İÇİYO HİGUÇİ (2 Mayıs 1872- 23 Kasım 1896)
Gerçek adı Natsuko Higuchi olan İchiyo Higuçi, Tokyo’da dünyaya geldi. Japonya’da modern edebiyatın öncü kadın yazarlarından biri olarak kabul edilen Higuçi, kısa ama derin izler bırakan bir yaşam sürdü. Kökeni Yamanashi bölgesine dayanan bir ailenin kızı olan Higuçi, babasının küçük bir memuriyetle Tokyo’ya taşınması sayesinde eğitim imkânı buldu. 1886’da dönemin önemli edebi kurumlarından biri olan Haginoya Şiir Okulu’na kaydoldu ve burada Japon şiiri (waka) eğitimi aldı. Ancak babasının ölümü ve ailenin ekonomik sıkıntıya düşmesi, Higuçi’nin hayatını erken yaşta değiştirdi. Annesi ve kız kardeşiyle birlikte geçim sıkıntısı içinde yaşarken, bu dönemde yoksulluğu ve toplumsal eşitsizliği yakından gözlemleme fırsatı buldu.

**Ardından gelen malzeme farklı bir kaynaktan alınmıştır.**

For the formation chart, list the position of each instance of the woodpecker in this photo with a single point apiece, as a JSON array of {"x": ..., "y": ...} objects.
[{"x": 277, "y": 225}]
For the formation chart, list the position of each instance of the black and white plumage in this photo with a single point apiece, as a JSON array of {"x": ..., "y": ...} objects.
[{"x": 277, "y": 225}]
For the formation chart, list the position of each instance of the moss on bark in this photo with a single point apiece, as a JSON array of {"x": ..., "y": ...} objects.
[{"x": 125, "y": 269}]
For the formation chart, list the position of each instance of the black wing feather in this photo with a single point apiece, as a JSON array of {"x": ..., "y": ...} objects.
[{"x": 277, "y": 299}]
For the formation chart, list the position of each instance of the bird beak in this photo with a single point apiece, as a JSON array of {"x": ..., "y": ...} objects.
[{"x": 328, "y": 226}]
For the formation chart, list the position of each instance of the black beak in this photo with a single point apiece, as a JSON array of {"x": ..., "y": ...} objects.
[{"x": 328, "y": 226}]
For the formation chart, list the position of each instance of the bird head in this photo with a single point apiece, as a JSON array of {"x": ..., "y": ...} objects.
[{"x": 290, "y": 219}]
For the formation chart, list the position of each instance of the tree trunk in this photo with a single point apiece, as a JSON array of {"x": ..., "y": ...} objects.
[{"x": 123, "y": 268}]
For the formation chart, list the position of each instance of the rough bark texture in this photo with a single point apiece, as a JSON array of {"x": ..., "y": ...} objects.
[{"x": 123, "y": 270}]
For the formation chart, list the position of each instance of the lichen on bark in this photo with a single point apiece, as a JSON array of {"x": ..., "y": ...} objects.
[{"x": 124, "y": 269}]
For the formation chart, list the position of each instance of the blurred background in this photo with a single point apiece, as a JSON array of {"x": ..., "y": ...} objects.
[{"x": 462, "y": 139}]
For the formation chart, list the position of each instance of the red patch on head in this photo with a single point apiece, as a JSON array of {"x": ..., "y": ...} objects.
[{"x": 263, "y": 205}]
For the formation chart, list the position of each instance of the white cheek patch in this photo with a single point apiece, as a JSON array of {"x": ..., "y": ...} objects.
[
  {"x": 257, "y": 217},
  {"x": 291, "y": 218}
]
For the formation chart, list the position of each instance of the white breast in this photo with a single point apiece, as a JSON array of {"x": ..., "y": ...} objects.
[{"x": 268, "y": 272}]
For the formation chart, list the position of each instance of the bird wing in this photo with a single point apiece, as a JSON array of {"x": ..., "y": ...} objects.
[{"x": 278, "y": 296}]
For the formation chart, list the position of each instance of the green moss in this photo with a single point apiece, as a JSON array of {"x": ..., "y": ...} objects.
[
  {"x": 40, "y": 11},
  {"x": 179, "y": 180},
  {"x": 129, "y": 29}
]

Yazarlık yolculuğuna 1891’de tuttuğu ayrıntılı günlüklerle başladı. İlk edebi başarısını 1892’de yayımlanan “Yamizakura” (Karanlık Kiraz Çiçeği) adlı öyküsüyle kazandı. Ardından gelen eserlerinde Tokyo’nun kenar mahalleleri, genelev semtleri, işçi sınıfı ve toplumun dışına itilmiş kadınların hikâyelerini anlattı. Eserlerinde sıkça görülen temalar arasında yoksulluk, toplumsal cinsiyet, hayal kırıklığı, bastırılmış arzular ve kadınların hayatta kalma mücadelesi yer alır.
Japon 5000 yen banknotunda portresi yer alan Higuçi, yalnızca edebi başarısıyla değil, kadın yazar kimliğiyle de ülkesinin kültürel belleğinde özel bir yer edindi. Higuchi, henüz 24 yaşındayken tüberküloz nedeniyle 23 Kasım 1896’da yaşamını yitirdi. Yazarın İthaki Yayınları tarafından yayımlanan Büyümek isimli kitabından kısa bölümler paylaşıyoruz.

BÜYÜMEK
Dönen yolun kıyısında, büyük kapının ardında yer alan “Dön Bak Söğütleri” her ne kadar uzun boylu olsa da “Kara Diş Kanalı”na yansıyan ışıklarla üç katlı evlerin gürültüsü neredeyse elinizle tutulacak kadar yakındı. Geceli gündüzlü gelip geçen çekçek arabaların ardı arkası kesilmezdi; bu hareketlilik, mahallenin görkemli geçmişini sezdiriyordu. Semtin adı hakkında, “Dai-on Tapınağı Önü deyince çok Budizm kokmasına bakmayın, burası çok şen şakrak bir semttir,” der sakinleri.
Mişima Tapınağı'nın köşesini döndüğünüzde öyle heybetli yapılar karşınıza çıkmazdı. Daha çok, eğik çatılı, onar ya da yirmişer odalı uzun ahşap evler vardı. Ticareti pek de dönmeyen bu dükkânların önüne, yarım kapalı yağmur panjurları ardına, garip şekillerde kesilmiş kâğıtlardan oluşan süsler asılmıştı. Beyaz badana ve renklendirme ile yapılan bu süsler, bir tür danslı eğlence olan dengaku sahnelerini andırıyordu. Her evin önünde bir veya iki tane vardı, sabah güneşinde kurutulup akşam dikkatlice içeri alınıyorlardı.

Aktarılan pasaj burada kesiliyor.